WAMS 2018: Women Usurping Authority or Not

[AssemblyHUB’s mission is “to facilitate open and honest interest and discussion about assembly principles, practices and the Christian life. To encourage acceptance and appreciation for the views of others in relation to personal conviction.”

In this Women and Men Series, we are introducing, what are to some, controversial topics. We intend to foster discussion not to come across as absolute authorities on any subject.]

What’s a usurper?

Historically, there have been many usurpers. William the Conqueror set a great precedent in England. Subsequent English history is rife with contenders for the throne-a perennial struggle between usurpers and more legitimate claimants.

The term usurper is always used for those who seize or exercise authority wrongfully, illegally or by force. Generally usurpers have some claim to the throne, though not as close or legitimate as the person they are seizing power from.

This is a valid point as we consider church order and men and women and their God-given roles.

Biblical usurping

I’ve been wrestling lately with the one and only use of the word usurp in the Bible. Contrary to normal usage, it’s not about a seizing a throne, it’s about women and men and authority. I’m sure if you are a good KJV-er you know exactly which verse I mean.

And while we don’t take our cues from other denominations, obviously many evangelical denominations see more freedom in the given scriptural parameters. They allow women to exercise their gifts in a more public way than most assemblies. When godly men and women see things a bit differently than a traditional reading, it raises questions.

Here’s the verse (in case you are unfamiliar)

“Let the woman learn in silence with all subjection. But I suffer not a woman to teach, nor to usurp authority over the man, but to be in silence. For Adam was first formed, then Eve. And Adam was not deceived, but the woman being deceived was in the transgression.” (1 Timothy 2:11-14)

We usually couple this verse with others from 1 Corinthians 14.

“Women are not permitted to speak, but should be in submission as the law says. If there is anything they desire to learn, let them ask their husbands at home.” (1 Corinthians 14:34-35)

These two very short passages (less than 80 words combined) shape so much of our church practice.

And yet, there’s way more to the Biblical narrative.

Created in God’s image

Men and women are both created in the image of God. Furthermore, both were given the responsibility to fill the earth, subdue and have dominion over it. (Genesis 1:26-28) As you can see from these verses, ruling is in the woman’s blood. It was God’s original plan. Obviously there were definite dominion spheres, even in Genesis 1. But it’s still an indisputable point.

God created a perfect world, with perfect people. But sin was introduced, and not far behind sin came the friction between ruling and submission. It’s part of the curse.

“Your desire shall be for your husband, and he shall rule over you.” (Genesis 3:16)

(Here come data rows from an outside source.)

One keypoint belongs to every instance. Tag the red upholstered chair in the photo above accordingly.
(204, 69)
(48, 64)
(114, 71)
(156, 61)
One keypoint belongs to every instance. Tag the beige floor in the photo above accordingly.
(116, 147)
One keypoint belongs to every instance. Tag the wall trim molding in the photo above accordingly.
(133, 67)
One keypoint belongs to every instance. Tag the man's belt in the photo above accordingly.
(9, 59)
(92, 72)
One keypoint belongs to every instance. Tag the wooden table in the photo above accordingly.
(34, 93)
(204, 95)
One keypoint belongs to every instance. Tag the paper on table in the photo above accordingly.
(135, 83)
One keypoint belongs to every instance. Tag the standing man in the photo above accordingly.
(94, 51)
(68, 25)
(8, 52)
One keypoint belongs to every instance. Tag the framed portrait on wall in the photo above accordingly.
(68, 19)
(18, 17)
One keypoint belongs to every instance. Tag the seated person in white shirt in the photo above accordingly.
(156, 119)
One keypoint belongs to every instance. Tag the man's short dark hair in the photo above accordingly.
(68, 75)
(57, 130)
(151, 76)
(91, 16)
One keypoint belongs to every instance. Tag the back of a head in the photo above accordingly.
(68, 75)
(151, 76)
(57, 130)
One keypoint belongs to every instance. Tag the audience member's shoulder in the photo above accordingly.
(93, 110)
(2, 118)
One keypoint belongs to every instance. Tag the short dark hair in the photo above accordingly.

This struggle between the sexes has been going on since the fall. Some women are better at submitting than others, but most women balk against submission at some point or another.

Biblical narrative

In our focus on woman’s roles, we often ignore the verses that talk about women being made in the image of God. About women who are part of the body of Christ, and as such have spiritual gifts to use for the work of the ministry, for building up the body of Christ. (Ephesians 4:12) The Bible makes no gender distinctions for any of the spiritual gifts. It follows that there must be Biblical ways for women to use their spiritual gifts to benefit the body of Christ. Even the more verbal gifts like teaching and prophesying and evangelizing.

We seek to delegitimize the prophetesses Deborah, Huldah, Anna, and Philip’s daughters with caveats. Yet, the Bible doesn’t. As much is implied in the simple title of prophetess, as in the actual record (or not) of their words. These women heard God’s words and spoke forth those words to both men and women. If they weren’t prophesying they wouldn’t have been known as prophetesses.